Risiken für einen schwächeren Inflationsrückgang oder gar einen Inflationsanstieg werden insbesondere in der geopolitischen Situation im Nahen Osten bzw. in der Ukraine und deren Auswirkungen auf die Energie- und Frachtkosten gesehen. Auch die Gefahr einer Lohn-Preis-Spirale sei angesichts des weiterhin erhöhten Lohnwachstums noch nicht gebannt. Vorteilhaft könnte sich eine schwächer als erwartete Entwicklung der Weltwirtschaft und der Nachfrage auswirken. In diesem Zusammenhang ist zu berücksichtigen, dass die Inflation im Euroraum von April auf Mai sogar leicht um 0,2 % gestiegen ist, auch wenn dies in erster Linie auf Basiseffekte zurückgeführt wird.

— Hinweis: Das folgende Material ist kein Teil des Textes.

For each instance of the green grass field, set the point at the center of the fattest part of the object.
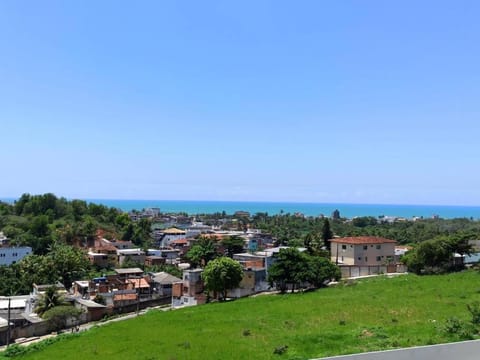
(371, 314)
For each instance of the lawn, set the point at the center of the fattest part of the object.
(370, 314)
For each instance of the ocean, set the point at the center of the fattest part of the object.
(308, 209)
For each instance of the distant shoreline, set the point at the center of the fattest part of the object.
(193, 207)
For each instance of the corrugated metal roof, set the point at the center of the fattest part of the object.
(362, 240)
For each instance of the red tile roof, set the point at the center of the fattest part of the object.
(362, 240)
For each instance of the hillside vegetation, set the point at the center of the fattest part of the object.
(371, 314)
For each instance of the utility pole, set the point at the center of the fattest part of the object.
(8, 329)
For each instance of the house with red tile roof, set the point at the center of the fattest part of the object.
(362, 251)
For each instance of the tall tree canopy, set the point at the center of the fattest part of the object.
(221, 275)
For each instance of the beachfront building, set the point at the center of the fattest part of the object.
(362, 251)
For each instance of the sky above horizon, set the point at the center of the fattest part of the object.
(316, 101)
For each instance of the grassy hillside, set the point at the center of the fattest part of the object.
(371, 314)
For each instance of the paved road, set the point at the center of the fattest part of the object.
(466, 350)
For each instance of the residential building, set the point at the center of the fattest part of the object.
(169, 235)
(162, 283)
(190, 290)
(133, 255)
(362, 251)
(11, 255)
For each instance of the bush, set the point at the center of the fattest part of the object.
(474, 310)
(459, 328)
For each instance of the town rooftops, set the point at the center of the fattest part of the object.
(89, 303)
(129, 271)
(174, 231)
(361, 240)
(130, 252)
(165, 278)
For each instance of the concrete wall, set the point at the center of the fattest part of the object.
(467, 350)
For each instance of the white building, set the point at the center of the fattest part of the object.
(11, 255)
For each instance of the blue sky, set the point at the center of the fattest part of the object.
(316, 101)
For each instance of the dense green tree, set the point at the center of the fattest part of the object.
(221, 275)
(37, 269)
(69, 262)
(436, 255)
(48, 300)
(321, 271)
(233, 244)
(290, 268)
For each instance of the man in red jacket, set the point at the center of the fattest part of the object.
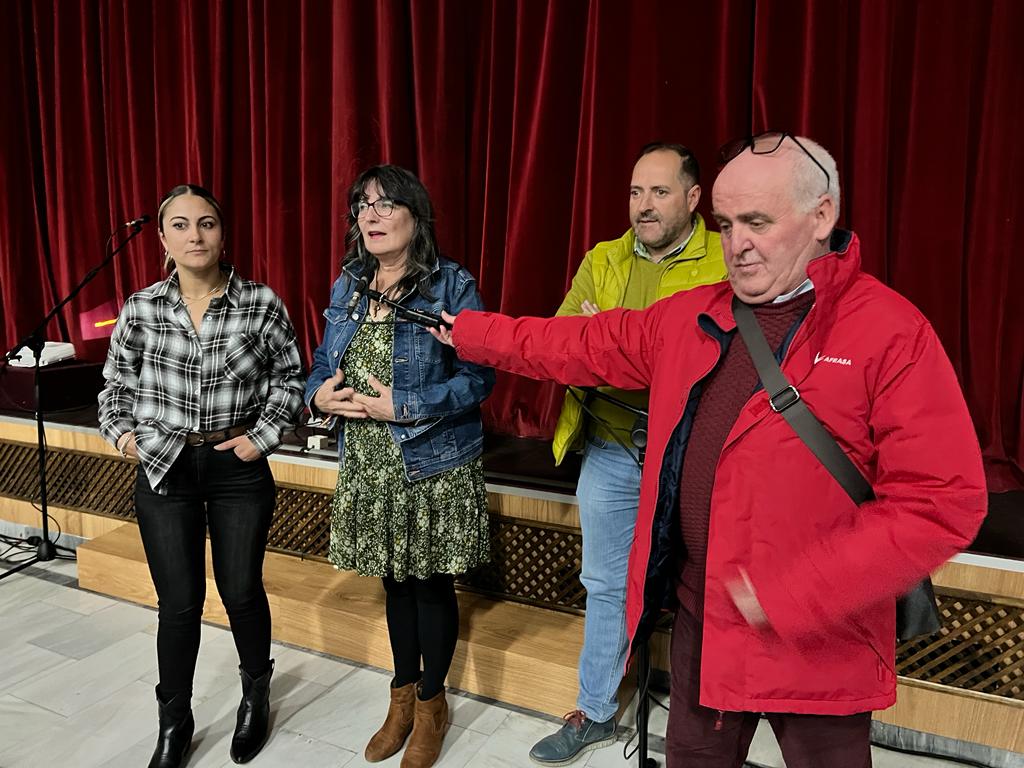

Wie in früheren Aussagen verwies die EZB erneut auf ihren datenbasierten Entscheidungsprozess, der die Vorhersage künftiger Maßnahmen verbiete. Einen Pfad für zukünftige Zinssenkungen wird es daher weiterhin nicht geben.
Neben den bereits erwähnten Inflationsrisiken in der Eurozone werden auch die Entwicklung in den USA und das Verhalten der Fed eine Rolle bei den Entscheidungen der EZB spielen. Solange die Fed nicht ebenfalls eine Zinssenkung vornimmt, sind die Handlungsmöglichkeiten der EZB begrenzt, denn eine mit dem Alleingang der Europäer verbundene Abwertung des Euro gegenüber dem Dollar könnte zu einer Verteuerung US-amerikanischer Importe führen, was den Inflationsdruck hierzulande wieder erhöhen würde. Die Inflation in den USA ist derzeit hartnäckiger als in der Eurozone. Die Fed wird daher noch einige Zeit mit der ersten Zinssenkung warten. Jüngste Prognosen von Analysten erwarten den erste Zinsschritt erst im vierten Quartal. Insofern könnte sich auch die EZB veranlasst sehen, mit weiteren Schritten bis zu diesem Zeitpunkt zu warten.
Nachdem sich seit Jahresbeginn trotz der allseits erwarteten Zinssenkungen ein leichter Aufwärtstrend bei den Mid-Swaps abzeichnet, halten wir es für wahrscheinlich, dass sich dieser Trend im dritten Quartal eher fortsetzt als umkehrt. Hintergrund sind die dargestellten Risiken, die gegen rasche weitere Zinsschritte sprechen.
Wir erhöhen daher unseren Zielkorridor auf eine Spanne von 2,70 % bis 3,00 %.
Der Finanzierungsmarkt ist nach wie vor von Unsicherheiten geprägt, was nach unseren Erfahrungen weiterhin zu langen Bearbeitungszeiten bei angefragten Finanzierungen führt. Außerdem ändern die Marktteilnehmer ihre Strategien teilweise abrupt. Eine frühzeitige Aufnahme von Darlehensverhandlungen ist infolgedessen unerlässlich.